Have Earnings And Dividends Been Growing?

Companies with consistently growing earnings per share generally make the best dividend stocks, as they usually find it easier to grow dividends per share. If earnings fall far enough, the company could be forced to cut its dividend. For this reason, we're glad to see Nucor's earnings per share have risen 14% per annum over the last five years. Earnings per share have been growing rapidly and the company is retaining a majority of its earnings within the business. This will make it easier to fund future growth efforts and we think this is an attractive combination - plus the dividend can always be increased later.

Another key way to measure a company's dividend prospects is by measuring its historical rate of dividend growth. Nucor has delivered 3.9% dividend growth per year on average over the past 10 years.

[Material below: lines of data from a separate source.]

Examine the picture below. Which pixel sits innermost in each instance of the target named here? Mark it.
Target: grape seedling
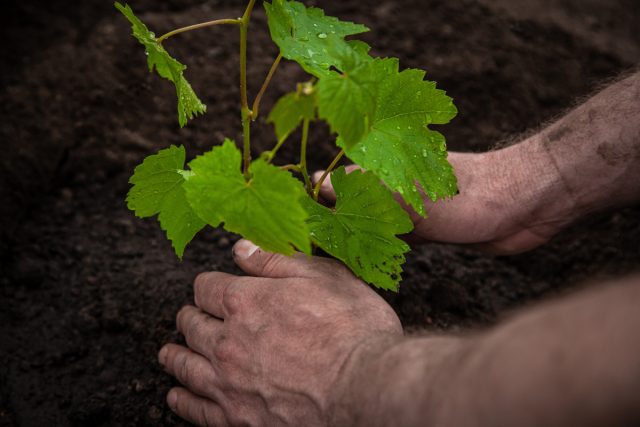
(379, 113)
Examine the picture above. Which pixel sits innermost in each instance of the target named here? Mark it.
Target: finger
(195, 409)
(200, 330)
(209, 291)
(257, 262)
(190, 368)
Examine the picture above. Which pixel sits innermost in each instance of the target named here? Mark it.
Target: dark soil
(89, 293)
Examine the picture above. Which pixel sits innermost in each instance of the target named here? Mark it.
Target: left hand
(275, 348)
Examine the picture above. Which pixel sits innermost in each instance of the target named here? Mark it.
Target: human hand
(273, 349)
(510, 201)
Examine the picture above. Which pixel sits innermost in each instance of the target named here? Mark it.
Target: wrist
(538, 203)
(398, 381)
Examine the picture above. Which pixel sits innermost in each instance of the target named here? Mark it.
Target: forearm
(595, 151)
(571, 362)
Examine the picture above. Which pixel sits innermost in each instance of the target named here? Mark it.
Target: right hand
(509, 202)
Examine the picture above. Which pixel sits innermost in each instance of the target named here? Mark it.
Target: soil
(89, 293)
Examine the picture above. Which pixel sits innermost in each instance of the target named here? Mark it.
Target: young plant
(380, 114)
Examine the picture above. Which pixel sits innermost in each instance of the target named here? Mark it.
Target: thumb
(327, 192)
(257, 262)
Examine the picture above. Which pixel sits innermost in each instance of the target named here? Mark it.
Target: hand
(510, 201)
(273, 349)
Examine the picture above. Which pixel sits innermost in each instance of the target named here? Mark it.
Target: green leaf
(290, 110)
(266, 210)
(347, 100)
(158, 189)
(306, 35)
(361, 230)
(399, 147)
(189, 105)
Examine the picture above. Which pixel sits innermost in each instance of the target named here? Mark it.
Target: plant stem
(295, 168)
(197, 26)
(256, 104)
(303, 156)
(245, 112)
(269, 155)
(334, 162)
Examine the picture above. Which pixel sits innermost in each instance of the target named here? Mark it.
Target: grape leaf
(347, 100)
(399, 147)
(158, 189)
(189, 105)
(305, 35)
(361, 230)
(266, 210)
(290, 110)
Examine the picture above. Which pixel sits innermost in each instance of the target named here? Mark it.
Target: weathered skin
(302, 342)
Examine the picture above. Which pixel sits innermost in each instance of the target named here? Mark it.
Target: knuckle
(225, 351)
(181, 316)
(233, 298)
(271, 265)
(207, 279)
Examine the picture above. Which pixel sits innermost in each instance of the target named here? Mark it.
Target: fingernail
(172, 399)
(316, 176)
(162, 356)
(244, 249)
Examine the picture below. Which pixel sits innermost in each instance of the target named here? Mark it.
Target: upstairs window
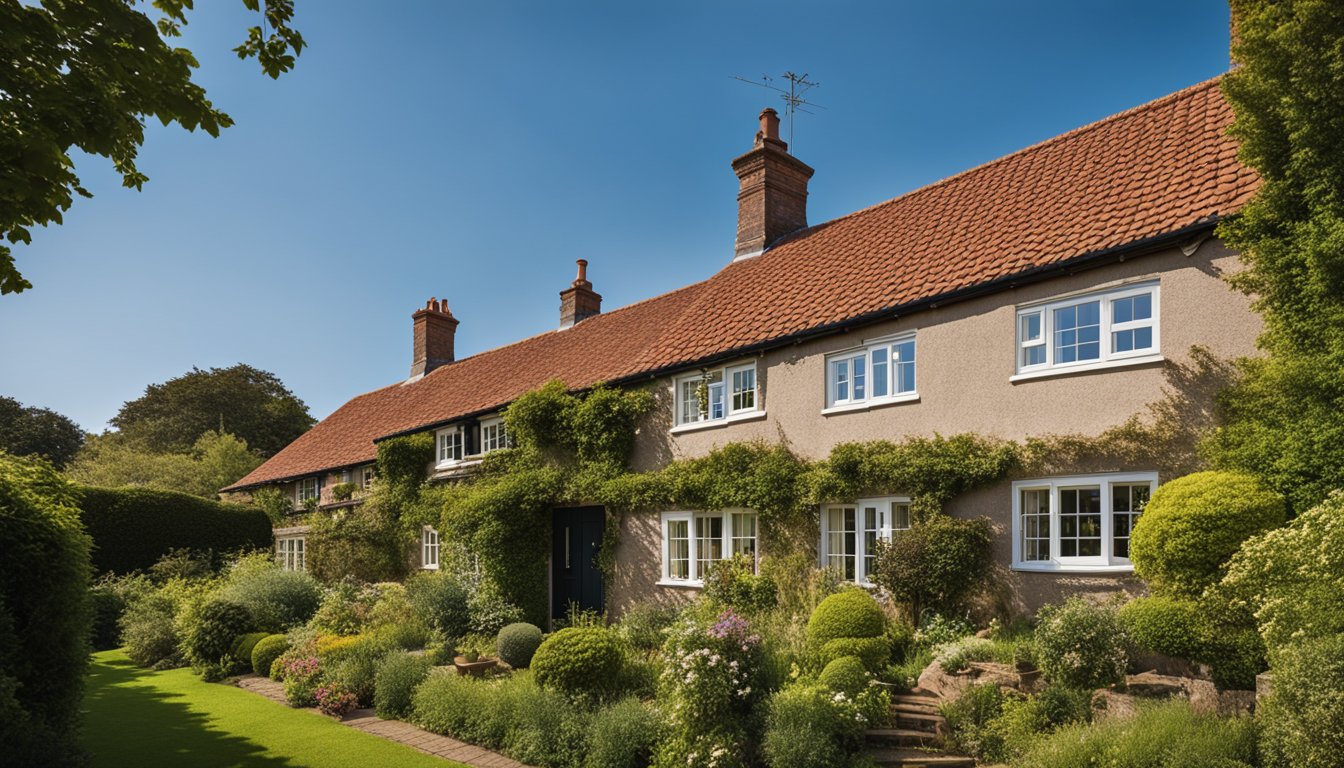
(1078, 523)
(883, 371)
(493, 435)
(717, 394)
(1089, 331)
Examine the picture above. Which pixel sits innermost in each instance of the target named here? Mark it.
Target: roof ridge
(1030, 148)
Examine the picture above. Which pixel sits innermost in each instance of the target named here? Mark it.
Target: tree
(215, 462)
(1285, 417)
(241, 400)
(86, 74)
(38, 432)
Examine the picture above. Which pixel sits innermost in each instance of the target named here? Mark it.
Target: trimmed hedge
(45, 615)
(133, 527)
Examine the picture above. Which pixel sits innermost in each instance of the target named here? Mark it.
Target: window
(493, 435)
(692, 542)
(450, 445)
(850, 534)
(308, 488)
(1093, 330)
(1078, 523)
(289, 553)
(717, 396)
(429, 549)
(883, 371)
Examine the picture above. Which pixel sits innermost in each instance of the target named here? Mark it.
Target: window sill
(1062, 568)
(718, 423)
(1086, 367)
(858, 406)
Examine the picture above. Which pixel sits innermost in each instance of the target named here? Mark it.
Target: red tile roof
(1149, 171)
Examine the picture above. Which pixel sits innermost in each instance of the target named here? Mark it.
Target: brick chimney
(434, 328)
(579, 301)
(773, 195)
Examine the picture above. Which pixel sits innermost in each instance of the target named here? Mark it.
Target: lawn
(145, 718)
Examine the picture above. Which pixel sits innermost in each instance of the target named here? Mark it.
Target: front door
(577, 537)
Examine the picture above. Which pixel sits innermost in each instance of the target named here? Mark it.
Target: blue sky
(473, 151)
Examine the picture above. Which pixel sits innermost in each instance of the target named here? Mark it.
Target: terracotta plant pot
(475, 669)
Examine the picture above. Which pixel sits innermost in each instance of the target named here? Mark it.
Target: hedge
(133, 527)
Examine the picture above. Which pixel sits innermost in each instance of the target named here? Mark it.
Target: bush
(1167, 735)
(278, 600)
(578, 662)
(1081, 644)
(937, 564)
(266, 651)
(1303, 721)
(847, 674)
(133, 527)
(440, 601)
(1165, 626)
(622, 736)
(1194, 525)
(850, 613)
(395, 682)
(210, 631)
(518, 644)
(45, 618)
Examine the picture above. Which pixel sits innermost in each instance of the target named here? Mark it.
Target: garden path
(395, 731)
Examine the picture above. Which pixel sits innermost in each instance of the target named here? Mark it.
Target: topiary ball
(578, 662)
(872, 651)
(847, 674)
(516, 644)
(851, 613)
(1194, 525)
(266, 651)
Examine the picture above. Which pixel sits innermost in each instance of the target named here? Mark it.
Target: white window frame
(442, 452)
(290, 553)
(430, 549)
(727, 538)
(1106, 357)
(890, 375)
(301, 490)
(1106, 561)
(500, 439)
(726, 381)
(886, 525)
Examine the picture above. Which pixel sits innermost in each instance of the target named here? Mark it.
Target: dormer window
(717, 394)
(452, 445)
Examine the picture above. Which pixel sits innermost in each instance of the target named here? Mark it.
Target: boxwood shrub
(133, 527)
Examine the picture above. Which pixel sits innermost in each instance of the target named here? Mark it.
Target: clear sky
(473, 151)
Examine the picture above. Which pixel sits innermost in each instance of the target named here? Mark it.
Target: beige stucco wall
(965, 359)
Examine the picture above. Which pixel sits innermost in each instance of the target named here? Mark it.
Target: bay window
(1089, 331)
(1079, 522)
(692, 542)
(882, 371)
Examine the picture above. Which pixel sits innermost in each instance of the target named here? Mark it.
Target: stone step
(917, 759)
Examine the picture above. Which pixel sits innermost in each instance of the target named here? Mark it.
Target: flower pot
(475, 669)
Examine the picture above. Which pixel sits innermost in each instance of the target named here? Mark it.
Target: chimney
(773, 194)
(579, 301)
(434, 328)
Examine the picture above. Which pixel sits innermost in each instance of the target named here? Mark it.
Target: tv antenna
(793, 101)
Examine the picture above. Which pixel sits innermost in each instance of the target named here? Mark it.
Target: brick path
(395, 731)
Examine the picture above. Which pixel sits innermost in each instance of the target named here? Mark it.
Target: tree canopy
(85, 74)
(243, 401)
(1285, 418)
(38, 432)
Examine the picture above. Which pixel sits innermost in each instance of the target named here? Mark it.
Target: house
(1046, 292)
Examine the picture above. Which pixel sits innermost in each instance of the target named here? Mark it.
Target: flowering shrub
(335, 700)
(711, 681)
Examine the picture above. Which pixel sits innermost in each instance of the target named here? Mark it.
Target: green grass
(172, 718)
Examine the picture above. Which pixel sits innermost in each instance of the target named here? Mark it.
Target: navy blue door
(575, 540)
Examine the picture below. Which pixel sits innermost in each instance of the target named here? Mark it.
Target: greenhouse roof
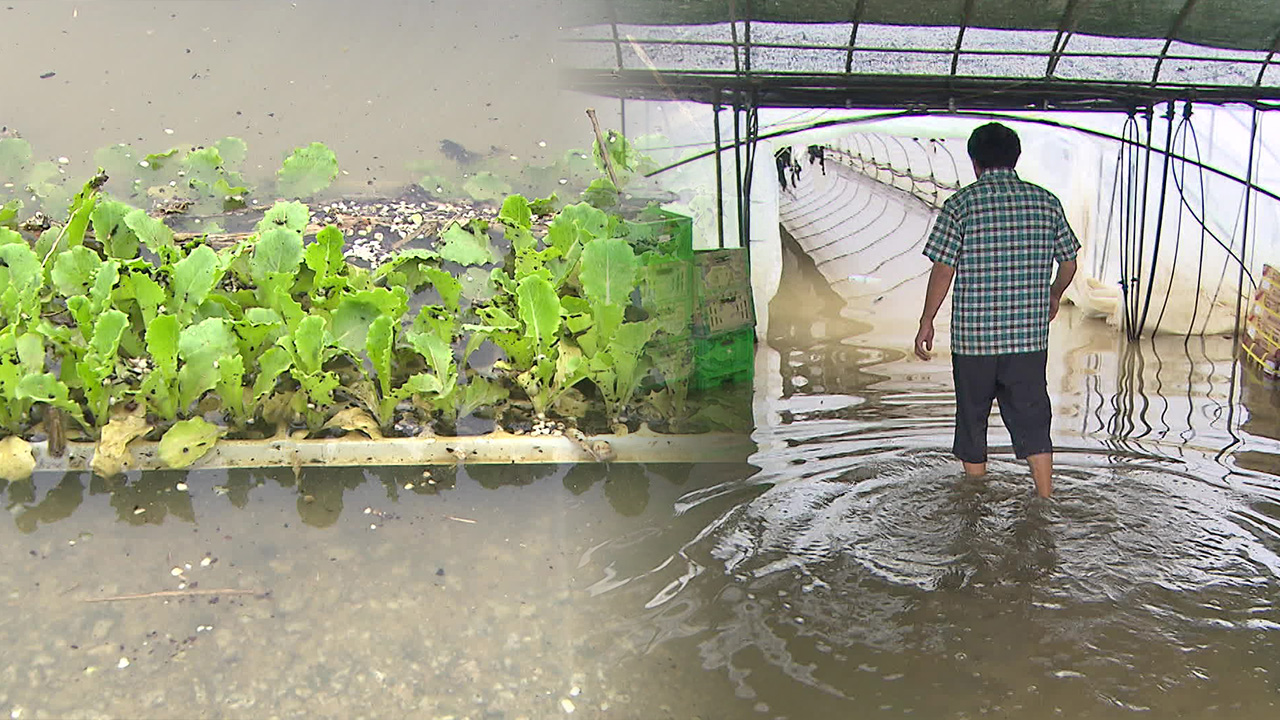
(922, 54)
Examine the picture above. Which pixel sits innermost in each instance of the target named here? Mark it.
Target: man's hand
(924, 340)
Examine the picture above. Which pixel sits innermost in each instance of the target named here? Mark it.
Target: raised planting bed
(353, 450)
(397, 320)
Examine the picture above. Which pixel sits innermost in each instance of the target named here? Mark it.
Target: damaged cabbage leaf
(188, 441)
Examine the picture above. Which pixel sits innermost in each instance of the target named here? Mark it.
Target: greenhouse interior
(471, 360)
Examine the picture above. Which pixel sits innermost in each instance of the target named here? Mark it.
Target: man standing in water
(999, 238)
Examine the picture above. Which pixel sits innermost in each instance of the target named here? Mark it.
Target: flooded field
(849, 569)
(382, 83)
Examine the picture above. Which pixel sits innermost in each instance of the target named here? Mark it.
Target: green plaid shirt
(1002, 236)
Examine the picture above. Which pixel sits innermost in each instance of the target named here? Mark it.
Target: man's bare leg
(1042, 472)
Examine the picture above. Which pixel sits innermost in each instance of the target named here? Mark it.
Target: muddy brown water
(382, 83)
(850, 570)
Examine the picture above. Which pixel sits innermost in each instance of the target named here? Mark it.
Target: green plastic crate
(717, 315)
(725, 358)
(667, 294)
(722, 272)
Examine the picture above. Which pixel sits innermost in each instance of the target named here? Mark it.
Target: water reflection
(859, 566)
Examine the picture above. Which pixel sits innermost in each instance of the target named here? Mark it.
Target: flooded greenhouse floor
(849, 570)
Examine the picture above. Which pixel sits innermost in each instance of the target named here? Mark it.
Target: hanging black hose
(1160, 217)
(1129, 182)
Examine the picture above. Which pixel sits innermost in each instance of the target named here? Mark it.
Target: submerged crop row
(117, 328)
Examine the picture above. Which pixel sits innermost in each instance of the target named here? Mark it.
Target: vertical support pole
(1239, 286)
(737, 163)
(617, 54)
(720, 177)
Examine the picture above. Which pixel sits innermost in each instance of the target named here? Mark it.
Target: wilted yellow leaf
(355, 419)
(112, 456)
(17, 461)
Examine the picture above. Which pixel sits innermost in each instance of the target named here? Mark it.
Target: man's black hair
(995, 146)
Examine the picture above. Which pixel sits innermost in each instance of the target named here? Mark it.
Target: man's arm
(940, 282)
(1065, 272)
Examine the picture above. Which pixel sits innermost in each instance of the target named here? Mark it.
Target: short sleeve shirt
(1002, 236)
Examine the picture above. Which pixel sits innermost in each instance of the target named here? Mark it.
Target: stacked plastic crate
(667, 294)
(723, 318)
(1261, 340)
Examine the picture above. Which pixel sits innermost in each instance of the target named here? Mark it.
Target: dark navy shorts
(1016, 382)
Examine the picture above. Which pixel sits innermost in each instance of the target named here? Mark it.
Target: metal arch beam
(1065, 30)
(1170, 36)
(1266, 63)
(853, 35)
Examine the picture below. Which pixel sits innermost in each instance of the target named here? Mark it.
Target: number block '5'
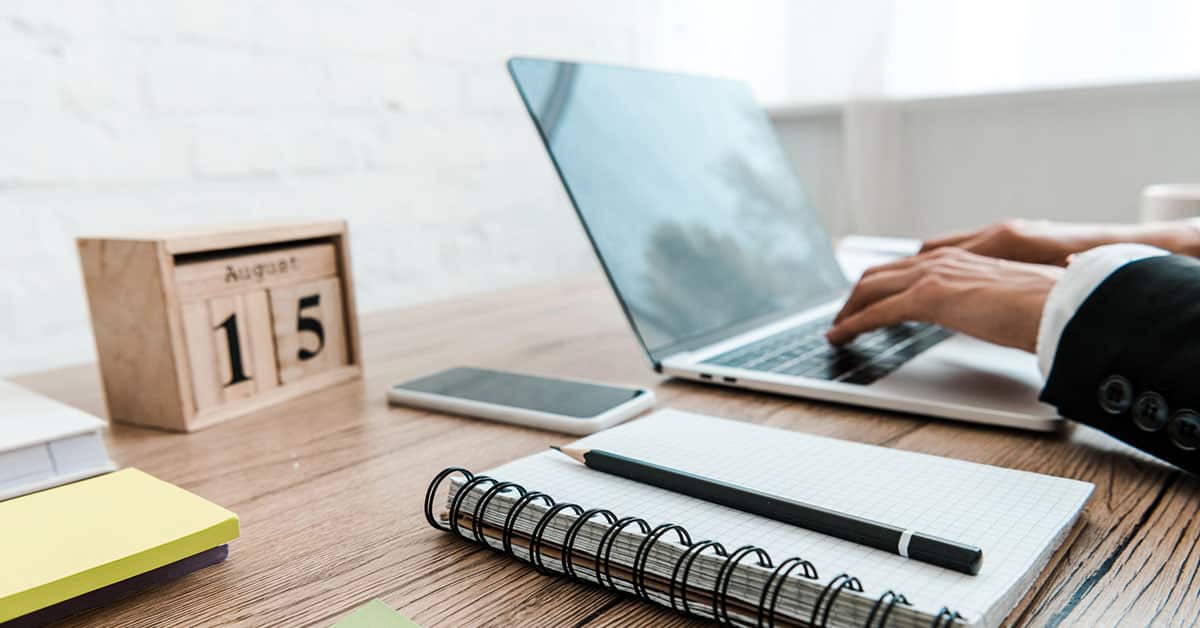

It's good to see both earnings and the dividend have improved - although the former has been rising much quicker than the latter, possibly due to the company reinvesting more of its profits in growth.

To Sum It Up

Should investors buy Nucor for the upcoming dividend? Nucor has been growing earnings at a rapid rate, and has a conservatively low payout ratio, implying that it is reinvesting heavily in its business; a sterling combination. Nucor looks solid on this analysis overall, and we'd definitely consider investigating it more closely.

In light of that, while Nucor has an appealing dividend, it's worth knowing the risks involved with this stock. Our analysis shows 1 warning sign for Nucor and you should be aware of this before buying any shares.

Generally, we wouldn't recommend just buying the first dividend stock you see. Here's a curated list of interesting stocks that are strong dividend payers.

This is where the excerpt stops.